Regime forfettario e consegne a domicilio: vantaggi e limiti
Tra i principali vantaggi del regime forfettario per chi lavora nelle consegne a domicilio ci sono:
- Tassazione ridotta (5% o 15%) rispetto al regime ordinario.
- Gestione contabile estremamente semplice.
- Nessun obbligo di IVA o ritenuta d’acconto.
- Possibilità di iniziare l’attività con costi minimi e bassa burocrazia.
I limiti, tuttavia, riguardano l’impossibilità di dedurre spese reali elevate (ad esempio carburante o assicurazione del mezzo) e la soglia di ricavi di 85.000 euro, che può essere restrittiva per chi gestisce una rete di consegne su larga scala.
Consegne a domicilio e agevolazioni fiscali: bonus e incentivi disponibili
Oltre ai benefici del regime forfettario, chi lavora con le consegne a domicilio può accedere a diversi incentivi fiscali. Tra questi, rientrano eventuali contributi a fondo perduto per l’autoimprenditorialità, bonus mobilità per l’acquisto di biciclette o scooter elettrici, e agevolazioni comunali per l’utilizzo di mezzi ecologici.
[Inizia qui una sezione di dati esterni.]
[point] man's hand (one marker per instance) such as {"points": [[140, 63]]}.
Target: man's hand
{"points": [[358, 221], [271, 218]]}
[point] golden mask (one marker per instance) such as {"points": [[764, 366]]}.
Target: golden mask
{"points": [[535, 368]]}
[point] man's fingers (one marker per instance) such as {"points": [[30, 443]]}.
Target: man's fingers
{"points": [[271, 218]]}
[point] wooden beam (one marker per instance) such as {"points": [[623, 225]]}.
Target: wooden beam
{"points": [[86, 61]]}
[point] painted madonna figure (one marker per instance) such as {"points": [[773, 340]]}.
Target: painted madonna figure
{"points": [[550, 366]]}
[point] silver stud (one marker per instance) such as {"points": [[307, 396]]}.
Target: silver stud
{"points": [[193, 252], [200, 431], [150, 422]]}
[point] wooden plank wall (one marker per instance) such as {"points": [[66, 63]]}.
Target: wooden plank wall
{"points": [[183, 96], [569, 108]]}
Molte regioni e comuni, infatti, promuovono la mobilità sostenibile offrendo incentivi a chi effettua consegne in modo green. Un amministratore accorto può sfruttare queste opportunità per ridurre i costi di gestione e migliorare la competitività del proprio servizio.
Il futuro delle consegne a domicilio e il ruolo del forfettario
Il settore delle consegne a domicilio è destinato a crescere ancora, trainato dal commercio elettronico e dalla crescente richiesta di servizi personalizzati. In questo scenario, il regime forfettario continuerà a rappresentare un pilastro per chi desidera lavorare in autonomia, con minori oneri fiscali e più libertà organizzativa.
L’evoluzione normativa europea e italiana potrebbe portare nei prossimi anni a nuove regole sul lavoro autonomo e digitale, ma la flessibilità del forfettario rimane un punto di forza per chi vuole costruire una microimpresa individuale basata su consegne rapide, affidabili e sostenibili.
Conclusione
Scegliere il regime forfettario per le consegne a domicilio significa avviare un’attività autonoma con una struttura fiscale leggera, vantaggiosa e semplice da gestire. È la soluzione ideale per chi desidera lavorare con piattaforme di delivery o creare un proprio servizio di consegna, mantenendo costi bassi e trasparenza nei rapporti con il fisco.
Con una pianificazione adeguata e l’assistenza di un buon commercialista, il lavoratore autonomo può godere di tutti i vantaggi del forfettario e costruire una professione stabile e redditizia nel settore della logistica urbana.